In [1]: import dpctl.tensor as dpt

In [2]: x = dpt.arange(10, dtype="f4")

In [3]: x.device
Out[3]: Device(level_zero:gpu:0)

In [4]: x.__dlpack_device__()
Out[4]: (14, 2)

In [5]: import dpctl

In [6]: x.sycl_device == dpctl.SyclDevice("2")
Out[6]: True

In [7]: x.sycl_device == dpctl.get_devices()[2]
Out[7]: True
oleksandr-pavlyk commented 1 year ago

@wozna Let me know if you have further questions.

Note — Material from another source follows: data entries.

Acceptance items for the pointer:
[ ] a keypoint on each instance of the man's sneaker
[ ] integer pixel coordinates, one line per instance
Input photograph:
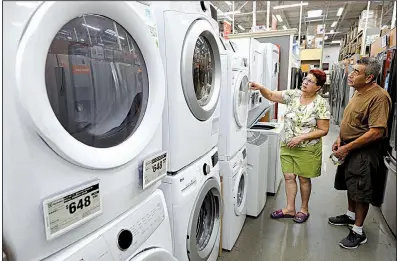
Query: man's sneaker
(353, 240)
(342, 220)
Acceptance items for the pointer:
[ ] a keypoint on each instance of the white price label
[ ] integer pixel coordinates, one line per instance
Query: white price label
(70, 209)
(154, 169)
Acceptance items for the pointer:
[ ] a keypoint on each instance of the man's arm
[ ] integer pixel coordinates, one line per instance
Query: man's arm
(370, 136)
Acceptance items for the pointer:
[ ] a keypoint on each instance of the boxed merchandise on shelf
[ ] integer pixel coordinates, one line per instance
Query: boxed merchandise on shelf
(374, 19)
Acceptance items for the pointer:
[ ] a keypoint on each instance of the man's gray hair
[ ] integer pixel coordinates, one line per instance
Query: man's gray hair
(372, 66)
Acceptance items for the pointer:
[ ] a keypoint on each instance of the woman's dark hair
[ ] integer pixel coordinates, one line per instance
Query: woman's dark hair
(320, 76)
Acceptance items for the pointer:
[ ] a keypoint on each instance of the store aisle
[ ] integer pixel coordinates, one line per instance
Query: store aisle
(265, 239)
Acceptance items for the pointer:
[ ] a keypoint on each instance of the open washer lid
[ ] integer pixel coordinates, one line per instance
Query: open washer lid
(240, 191)
(240, 98)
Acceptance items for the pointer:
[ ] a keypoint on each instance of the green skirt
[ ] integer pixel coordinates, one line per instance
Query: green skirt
(302, 161)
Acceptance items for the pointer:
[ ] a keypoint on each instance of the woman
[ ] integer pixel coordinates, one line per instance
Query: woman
(306, 120)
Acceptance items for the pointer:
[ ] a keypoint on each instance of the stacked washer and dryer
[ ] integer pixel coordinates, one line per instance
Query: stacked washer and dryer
(84, 91)
(189, 46)
(232, 144)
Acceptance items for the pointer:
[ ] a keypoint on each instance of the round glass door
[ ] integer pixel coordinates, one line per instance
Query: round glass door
(241, 97)
(203, 69)
(204, 225)
(97, 81)
(240, 192)
(200, 69)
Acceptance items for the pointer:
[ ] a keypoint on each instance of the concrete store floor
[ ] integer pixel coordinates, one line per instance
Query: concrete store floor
(264, 239)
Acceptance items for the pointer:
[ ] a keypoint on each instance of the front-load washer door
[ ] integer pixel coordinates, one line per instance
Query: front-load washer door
(201, 69)
(153, 254)
(92, 81)
(240, 192)
(204, 223)
(240, 103)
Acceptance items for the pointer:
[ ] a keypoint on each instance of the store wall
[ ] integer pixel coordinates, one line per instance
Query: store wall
(331, 55)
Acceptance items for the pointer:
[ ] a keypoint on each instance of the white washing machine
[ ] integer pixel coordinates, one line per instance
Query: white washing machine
(141, 234)
(257, 168)
(235, 189)
(275, 132)
(83, 97)
(253, 50)
(234, 106)
(194, 203)
(189, 44)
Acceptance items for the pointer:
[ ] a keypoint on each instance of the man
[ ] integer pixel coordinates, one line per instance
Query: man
(359, 147)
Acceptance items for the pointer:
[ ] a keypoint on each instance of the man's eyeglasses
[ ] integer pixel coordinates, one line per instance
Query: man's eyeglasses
(308, 80)
(355, 72)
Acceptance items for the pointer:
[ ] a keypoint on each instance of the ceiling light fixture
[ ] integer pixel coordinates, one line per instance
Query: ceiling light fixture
(340, 11)
(288, 6)
(314, 13)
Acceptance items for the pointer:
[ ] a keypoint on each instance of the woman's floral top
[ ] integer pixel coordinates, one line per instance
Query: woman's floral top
(301, 119)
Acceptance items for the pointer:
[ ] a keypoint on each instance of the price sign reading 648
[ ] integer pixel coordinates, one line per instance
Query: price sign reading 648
(158, 165)
(154, 168)
(71, 209)
(80, 205)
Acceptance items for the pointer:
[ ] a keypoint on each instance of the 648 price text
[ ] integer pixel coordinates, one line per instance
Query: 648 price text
(81, 203)
(157, 166)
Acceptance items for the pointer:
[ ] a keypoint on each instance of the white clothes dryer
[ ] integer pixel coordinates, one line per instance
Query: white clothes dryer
(194, 203)
(141, 234)
(83, 94)
(257, 168)
(253, 51)
(271, 75)
(271, 65)
(235, 190)
(234, 106)
(275, 132)
(193, 78)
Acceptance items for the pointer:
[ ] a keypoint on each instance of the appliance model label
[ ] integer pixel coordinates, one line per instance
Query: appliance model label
(154, 169)
(70, 209)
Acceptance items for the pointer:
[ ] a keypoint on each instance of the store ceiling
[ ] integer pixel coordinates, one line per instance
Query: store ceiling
(290, 16)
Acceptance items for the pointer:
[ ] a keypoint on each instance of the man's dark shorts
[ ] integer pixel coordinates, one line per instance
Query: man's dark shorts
(363, 175)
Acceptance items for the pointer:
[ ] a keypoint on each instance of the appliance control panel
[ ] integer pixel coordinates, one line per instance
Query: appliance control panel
(122, 239)
(255, 99)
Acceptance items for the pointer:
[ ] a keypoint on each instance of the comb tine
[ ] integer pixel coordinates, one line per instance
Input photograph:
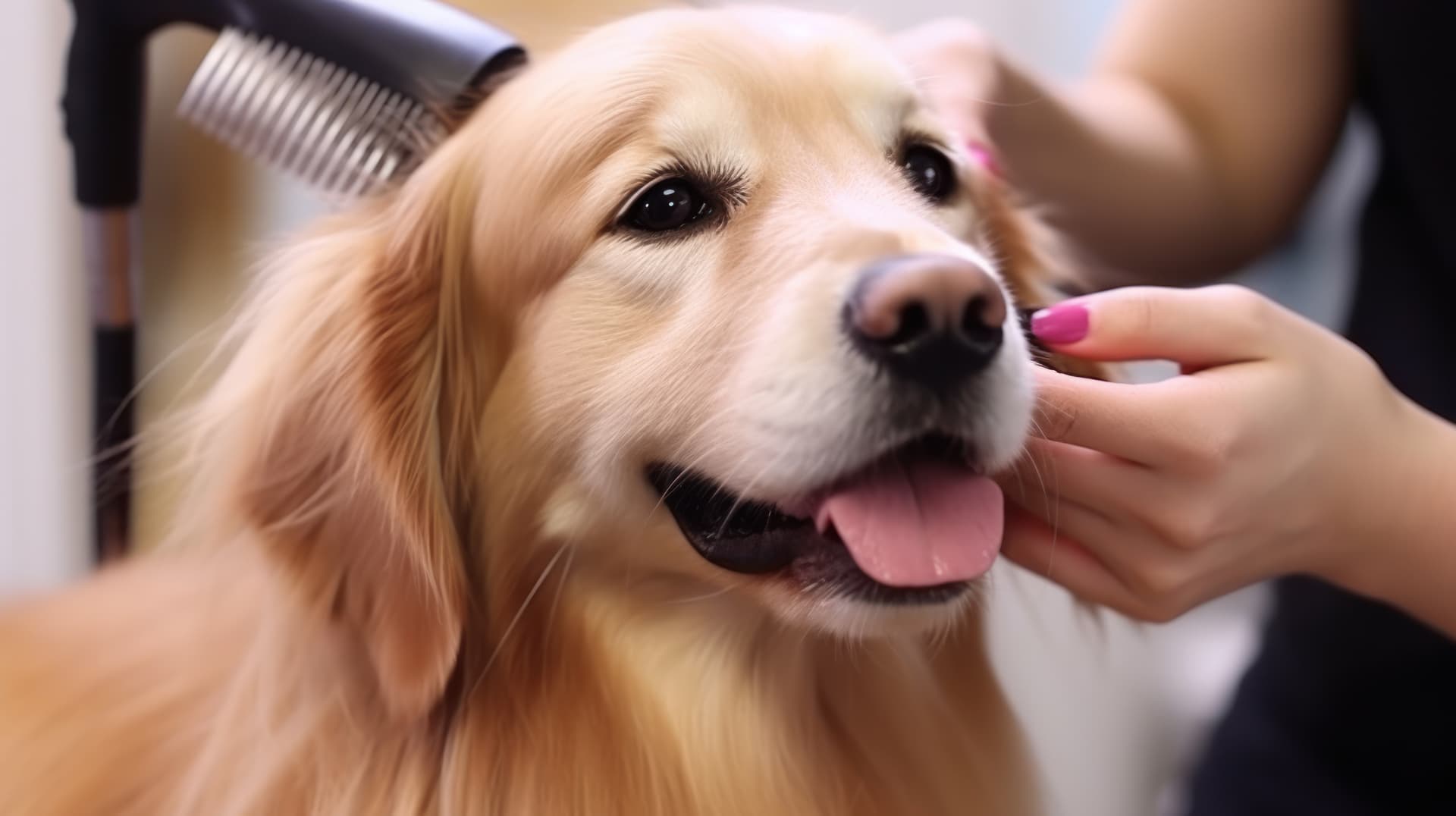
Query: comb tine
(306, 117)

Feel free to resolve if not.

wozna commented 1 year ago

@oleksandr-pavlyk Thank you for the answer. So if I have dltensor, only by calling sycl I can find out on which machine tensor is allocated (cpu or xpu) by comparing device_id with sycl::device::get_devices()?

oleksandr-pavlyk commented 1 year ago

@wozna Yes, that is correct. Handling kDLOneAPI device requires a call to SYCL runtime

wozna commented 1 year ago

@oleksandr-pavlyk Now it is clear to me, thank you.

wozna commented 1 year ago

I have one more question about xpu tiles in case of dlpack. Because in dltensor we have info about device_id which tell us only on which device memory is allocated, not on which tile. So if we have data pointer in dltensor, how do we know on which tile is it? Do we have to know it if we want to implement zero-copy from_dlpack or to_dlpack?

oleksandr-pavlyk commented 1 year ago

Great question @wozna. It is possible to share tile allocations made using the default-platform context.

Steps for exporting DLPack for tile allocated memory:

Step for importing DLPack:

This logic is implemented in dpctl's support for DLPack.

oleksandr-pavlyk commented 5 months ago

@wozna Is this ticket ready to be resolved?

wozna commented 5 months ago

@oleksandr-pavlyk Yes it can be resolved, thank you for your answers.